Mon maître, considérant le profit que je pouvais lui rapporter, résolut de me faire voir dans les villes du royaume les plus considérables. S’étant donc fourni de toutes les choses nécessaires à un long voyage, après avoir réglé ses affaires domestiques et dit adieu à sa femme, le dix-septième août 1703, environ deux mois après mon arrivée, nous partîmes pour nous rendre à la capitale, située vers le milieu de cet empire, et environ à quinze cents lieues de notre demeure. Mon maître fit monter sa fille en trousse derrière lui : elle me porta dans une boîte attachée autour de son corps, doublée du drap le plus fin qu’elle avait pu trouver.

Le dessein de mon maître fut de me faire voir sur la route, dans toutes les villes, bourgs et villages un peu fameux, et de parcourir même les châteaux de la noblesse qui l’éloigneraient peu de son chemin. Nous faisions de petites journées, seulement de quatre-vingts ou cent lieues ; car Glumdalclitch, exprès pour m’épargner de la fatigue, se plaignit qu’elle était bien incommodée du trot du cheval.
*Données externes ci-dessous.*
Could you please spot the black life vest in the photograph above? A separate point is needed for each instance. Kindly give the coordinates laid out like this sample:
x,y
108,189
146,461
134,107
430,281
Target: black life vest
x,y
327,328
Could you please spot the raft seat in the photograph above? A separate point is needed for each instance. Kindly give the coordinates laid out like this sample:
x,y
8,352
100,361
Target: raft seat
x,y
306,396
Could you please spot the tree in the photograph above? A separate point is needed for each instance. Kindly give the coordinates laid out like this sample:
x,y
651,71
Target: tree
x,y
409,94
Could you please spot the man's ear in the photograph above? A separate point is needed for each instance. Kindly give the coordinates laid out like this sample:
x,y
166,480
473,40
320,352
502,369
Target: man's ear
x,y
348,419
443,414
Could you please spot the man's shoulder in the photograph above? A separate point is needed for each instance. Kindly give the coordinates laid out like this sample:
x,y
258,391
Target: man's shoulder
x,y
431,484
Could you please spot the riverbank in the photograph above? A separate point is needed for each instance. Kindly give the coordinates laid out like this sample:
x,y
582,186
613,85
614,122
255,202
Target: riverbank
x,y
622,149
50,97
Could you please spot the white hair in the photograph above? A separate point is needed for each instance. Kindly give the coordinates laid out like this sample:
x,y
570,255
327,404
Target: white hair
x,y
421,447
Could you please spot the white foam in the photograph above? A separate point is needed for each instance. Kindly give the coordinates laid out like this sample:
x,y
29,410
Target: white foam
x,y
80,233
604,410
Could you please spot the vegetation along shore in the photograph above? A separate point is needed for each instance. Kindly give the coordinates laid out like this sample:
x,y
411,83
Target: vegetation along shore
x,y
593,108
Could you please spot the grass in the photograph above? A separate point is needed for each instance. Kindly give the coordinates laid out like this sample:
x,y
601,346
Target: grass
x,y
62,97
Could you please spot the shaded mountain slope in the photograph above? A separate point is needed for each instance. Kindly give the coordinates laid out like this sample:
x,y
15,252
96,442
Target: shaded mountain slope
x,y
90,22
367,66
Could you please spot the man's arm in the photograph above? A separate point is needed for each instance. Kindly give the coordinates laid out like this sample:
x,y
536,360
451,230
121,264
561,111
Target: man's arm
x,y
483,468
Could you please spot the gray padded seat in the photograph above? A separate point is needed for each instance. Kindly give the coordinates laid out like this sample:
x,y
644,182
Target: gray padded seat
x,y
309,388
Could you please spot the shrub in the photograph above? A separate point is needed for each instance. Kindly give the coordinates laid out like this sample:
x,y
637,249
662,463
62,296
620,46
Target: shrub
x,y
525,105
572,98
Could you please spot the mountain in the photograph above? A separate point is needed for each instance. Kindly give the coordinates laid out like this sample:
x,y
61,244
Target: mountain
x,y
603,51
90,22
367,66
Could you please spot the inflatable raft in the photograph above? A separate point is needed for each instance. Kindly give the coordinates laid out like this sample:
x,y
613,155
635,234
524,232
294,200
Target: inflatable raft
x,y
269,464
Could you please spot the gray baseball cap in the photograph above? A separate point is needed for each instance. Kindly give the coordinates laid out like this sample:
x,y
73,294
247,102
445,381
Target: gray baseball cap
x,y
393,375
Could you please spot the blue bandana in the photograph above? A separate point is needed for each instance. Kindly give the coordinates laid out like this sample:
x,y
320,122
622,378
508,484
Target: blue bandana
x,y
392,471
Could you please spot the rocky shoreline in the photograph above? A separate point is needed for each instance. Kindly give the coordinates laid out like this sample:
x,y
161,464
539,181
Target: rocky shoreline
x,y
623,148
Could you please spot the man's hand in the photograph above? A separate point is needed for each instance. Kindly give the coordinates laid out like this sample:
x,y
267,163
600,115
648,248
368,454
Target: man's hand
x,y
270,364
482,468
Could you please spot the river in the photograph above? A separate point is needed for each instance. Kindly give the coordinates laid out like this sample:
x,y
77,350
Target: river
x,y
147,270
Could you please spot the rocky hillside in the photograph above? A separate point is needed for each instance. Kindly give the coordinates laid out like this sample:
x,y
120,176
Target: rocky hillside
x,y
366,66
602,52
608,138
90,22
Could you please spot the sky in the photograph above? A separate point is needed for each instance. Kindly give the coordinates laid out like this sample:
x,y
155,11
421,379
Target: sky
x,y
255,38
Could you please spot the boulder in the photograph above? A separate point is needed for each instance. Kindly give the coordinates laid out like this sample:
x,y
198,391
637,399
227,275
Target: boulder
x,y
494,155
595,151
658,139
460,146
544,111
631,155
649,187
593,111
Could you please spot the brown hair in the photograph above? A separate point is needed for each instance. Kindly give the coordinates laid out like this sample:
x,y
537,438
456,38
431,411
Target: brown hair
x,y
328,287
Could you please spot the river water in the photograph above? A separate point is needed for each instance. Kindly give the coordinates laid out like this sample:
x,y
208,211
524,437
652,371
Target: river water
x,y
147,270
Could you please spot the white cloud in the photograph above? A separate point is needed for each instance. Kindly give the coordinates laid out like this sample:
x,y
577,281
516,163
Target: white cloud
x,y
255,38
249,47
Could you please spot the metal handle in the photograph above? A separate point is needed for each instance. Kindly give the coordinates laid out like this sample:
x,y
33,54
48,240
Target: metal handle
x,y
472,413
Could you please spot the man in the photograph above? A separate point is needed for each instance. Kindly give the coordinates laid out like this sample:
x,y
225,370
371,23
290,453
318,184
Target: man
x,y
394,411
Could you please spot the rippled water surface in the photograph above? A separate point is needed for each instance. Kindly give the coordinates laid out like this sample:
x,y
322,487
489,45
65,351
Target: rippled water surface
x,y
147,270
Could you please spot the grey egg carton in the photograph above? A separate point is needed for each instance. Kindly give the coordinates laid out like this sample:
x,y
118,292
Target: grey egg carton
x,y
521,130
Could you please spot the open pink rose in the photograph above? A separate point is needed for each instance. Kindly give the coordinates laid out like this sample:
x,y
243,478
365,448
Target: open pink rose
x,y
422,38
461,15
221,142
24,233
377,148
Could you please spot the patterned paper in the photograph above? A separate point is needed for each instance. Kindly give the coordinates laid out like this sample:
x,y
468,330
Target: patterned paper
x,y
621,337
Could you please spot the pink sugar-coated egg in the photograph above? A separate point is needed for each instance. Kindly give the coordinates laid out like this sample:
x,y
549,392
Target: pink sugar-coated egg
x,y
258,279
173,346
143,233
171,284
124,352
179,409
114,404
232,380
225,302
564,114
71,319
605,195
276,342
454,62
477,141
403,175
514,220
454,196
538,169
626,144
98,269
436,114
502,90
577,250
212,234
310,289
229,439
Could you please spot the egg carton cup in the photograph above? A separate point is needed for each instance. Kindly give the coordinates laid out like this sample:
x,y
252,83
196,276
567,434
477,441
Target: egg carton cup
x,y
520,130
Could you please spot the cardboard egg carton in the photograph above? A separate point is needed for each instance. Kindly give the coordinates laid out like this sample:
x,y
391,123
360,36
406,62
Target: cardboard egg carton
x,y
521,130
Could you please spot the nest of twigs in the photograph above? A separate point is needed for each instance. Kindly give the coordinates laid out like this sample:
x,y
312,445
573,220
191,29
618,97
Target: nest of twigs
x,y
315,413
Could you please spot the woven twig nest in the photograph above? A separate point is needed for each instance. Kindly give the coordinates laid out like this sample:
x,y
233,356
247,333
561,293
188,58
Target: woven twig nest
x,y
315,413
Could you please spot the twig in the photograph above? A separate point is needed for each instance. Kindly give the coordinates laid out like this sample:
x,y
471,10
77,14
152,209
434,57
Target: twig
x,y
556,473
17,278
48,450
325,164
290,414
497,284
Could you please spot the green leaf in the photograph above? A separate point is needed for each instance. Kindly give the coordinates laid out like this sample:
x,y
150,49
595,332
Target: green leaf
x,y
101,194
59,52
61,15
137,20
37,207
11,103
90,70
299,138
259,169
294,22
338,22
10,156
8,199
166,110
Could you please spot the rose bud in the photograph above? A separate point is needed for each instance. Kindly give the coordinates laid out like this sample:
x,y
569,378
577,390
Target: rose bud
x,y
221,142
Souvent elle me tirait de la caisse pour me donner de l’air, et me faire voir le pays. Nous passâmes cinq ou six rivières plus larges et plus profondes que le Nil et le Gange ; et il n’y avait guère de ruisseau qui ne fût plus grand que la Tamise au pont de Londres. Nous fûmes trois semaines dans notre voyage, et je fus montré dans dix-huit grandes villes, sans compter plusieurs villages et plusieurs châteaux de la campagne.

Le vingt-sixième jour d’octobre, nous arrivâmes à la capitale, appelée dans leur langue Lorbruldrud ou l’Orgueil de l’univers. Mon maître loua un appartement dans la rue principale de la ville, peu éloignée du palais royal, et distribua, selon la coutume, des affiches contenant une description merveilleuse de ma personne et de mes talens. Il loua une très-grande salle de trois ou quatre cents pieds de large, où il plaça une table de soixante pieds de diamètre, sur laquelle je devais jouer mon rôle ; il la fit entourer de palissades pour m’empêcher de tomber en bas. C’est sur cette table qu’on me montra dix fois par jour, au grand étonnement et à la satisfaction de tout le peuple. Je savais alors passablement parler la langue, et j’entendais parfaitement tout ce qu’on disait de moi ; d’ailleurs, j’avais appris leur alphabet, et je pouvais, quoique avec peine, lire et expliquer les livres, car Glumdalclitch m’avait donné des leçons chez son père, et aux heures de loisir pendant notre voyage : elle portait un petit livre dans sa poche un peu plus gros qu’un volume d’atlas, livre à l’usage des jeunes filles, et qui était une espèce de catéchisme en abrégé ; elle s’en servait pour m’enseigner les lettres de l’alphabet, et elle m’en interprétait les mots.